From 1910 to 1920, the main innovations in special effects were the improvements on the matte
shot by Norman Dawn. With the original matte shot, pieces of cardboard were placed to block the
exposure of the film, which would be exposed later. Dawn combined this technique with the "glass
shot." Rather than using cardboard to block certain areas of the film exposure, Dawn simply
painted certain areas black to prevent any light from exposing the film. From the partially exposed
film, a single frame is then projected onto an easel, where the matte is then drawn. By creating the
matte from an image directly from the film, it became incredibly easy to paint an image with
proper respect to scale and perspective (the main flaw of the glass shot). Dawn's technique became
the textbook for matte shots due to the natural images it created.
During the 1920s and 1930s, special effects techniques
were improved and refined by the motion picture
industry.

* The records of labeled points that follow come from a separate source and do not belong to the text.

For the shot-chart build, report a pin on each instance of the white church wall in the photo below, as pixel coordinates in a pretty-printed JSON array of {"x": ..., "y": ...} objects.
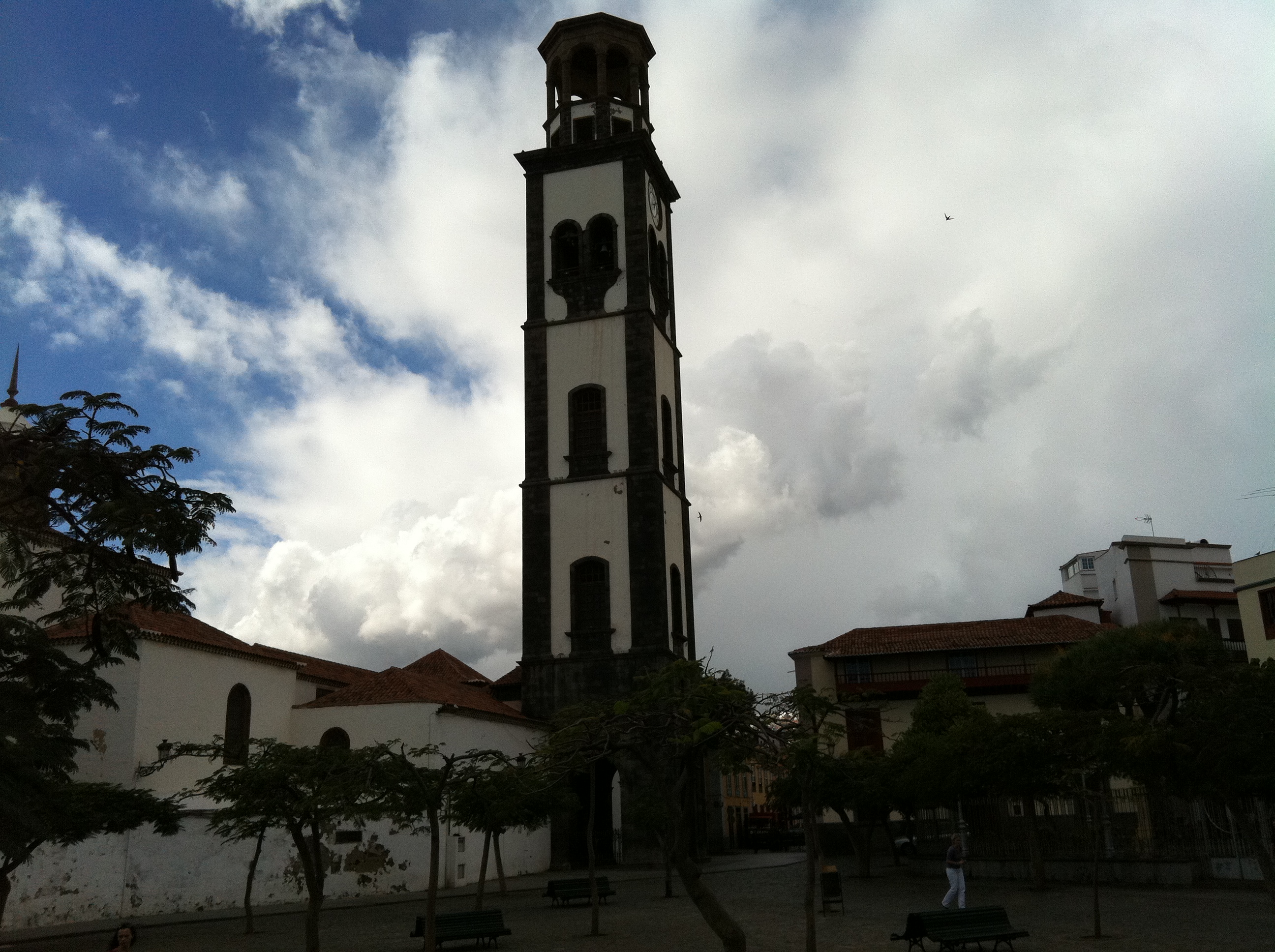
[
  {"x": 587, "y": 352},
  {"x": 579, "y": 194},
  {"x": 182, "y": 697},
  {"x": 589, "y": 519},
  {"x": 110, "y": 757},
  {"x": 369, "y": 724},
  {"x": 139, "y": 873}
]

Many techniques—such as the Schüfftan
process—were modifications of illusions from the theater
(such as pepper's ghost) and still photography (such as
double exposure and matte compositing). Rear projection
was a refinement of the use of painted backgrounds in the
theater, substituting moving pictures to create moving
backgrounds. Lifecasting of faces was imported from
traditional maskmaking. Along with makeup advances,
fantastic masks could be created which fit the actor
perfectly. As material science advanced, horror film
maskmaking followed closely.
The development of color photography required greater refinement of effects techniques. Color
enabled the development of such travelling matte techniques as bluescreen and the sodium vapour
process. Many films became landmarks in special-effects accomplishments: Forbidden Planet used
matte paintings, animation, and miniature work to create spectacular alien environments. In The Ten
Commandments, Paramount's John P. Fulton, A.S.C., multiplied the crowds of extras in the Exodus
scenes with careful compositing, depicted the massive constructions of Rameses with models, and
split the Red Sea in a still-impressive combination of travelling mattes and water tanks. Ray
Harryhausen extended the art of stop-motion animation with his special techniques of compositing to
create spectacular fantasy adventures such as Jason and the Argonauts (whose climax, a sword battle
with seven animated skeletons, is considered a landmark in special effects).